E Santos fez Lawrence Durrell lembrar de Rimbaud

Em dezembro de 1948, o romancista, poeta e dramaturgo indo-britânico Lawrence Durrell visitou a cidade de Santos. Na época, ele trabalhava como diretor do Conselho Britânico na cidade de Córdoba, na Argentina, e veio ao Brasil a trabalho.  O escritor Lawrence George Durrell nasceu em 27 de fevereiro na cidade de Jullundur, norte da Índia (próximo ao Tibete) e morreu em 7 de Novembro de 1990 no sul da França.  Sobre sua experiência em solo brasileiro, Durrell escreveu para seu amigo, o também escritor Henry Miller. Ambos conheceram-se em 1934. Durrell adorou o romance Trópico de Câncer, de Miller, e escreveu uma carta tecendo loas ao livro. Os dois foram amigos por mais de cinco décadas. Na carta sobre Santos, Durrell escreveu: “A carregar num porto tropical que podia muito bem servir para ilustrar Rimbaud na última fase. Silêncio, bruma, enormes montanhas.
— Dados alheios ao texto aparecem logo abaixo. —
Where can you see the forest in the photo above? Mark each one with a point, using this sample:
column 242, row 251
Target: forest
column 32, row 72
Tudo isto é muito diferente do que acabamos de deixar ­- o Rio [de Janeiro] construído como um grande e radiante órgão, as Montanhas do Órgão como tubos, a cidade com arranha-céus correndo à margem dessas montanhas termiteiras em forma de pão-de-açúcar… Penso que você iria gostar do Rio. Ficar sentado nos cafés e tomar uma água de côco, diretamente do fruto verde… Encontro-me sentado no convés a ler o Hamlet de Laforgue que não podia ser mais apropriado para o que sentimos todos, nas nossas almas dissecadas de europeus, diante desta imensidade e exuberância. O Brasil é maior que a Europa, mais selvagem que a África e mais estranho que a Terra de Baffin [maior ilha canadense].” Leia texto sobre a admiração de Henry Miller pelo pensador indiano Krishnamurti Filho de pai britânico e mãe irlandesa, aos 11 anos, Durrell deixou a Índia e foi estudar na Inglaterra. Em 1935, cansado do frio na Inglaterra e com seu desejo incansável de viajar, convenceu sua primeira esposa, Nancy Myers, e mudaram-se para a cidade grega de Corfu. Depois de viver um período no Cairo, Egito, mudou-se, em 1942, para a cidade de Alexandria, também no Egito. Mas foi no Chipre, onde sobrevivia dando aulas de literatura inglesa, que Durrell começou a escrever sua obra mais conhecida, O Quarteto de Alexandria. Durrell morreu em 7 de novembro de 1990.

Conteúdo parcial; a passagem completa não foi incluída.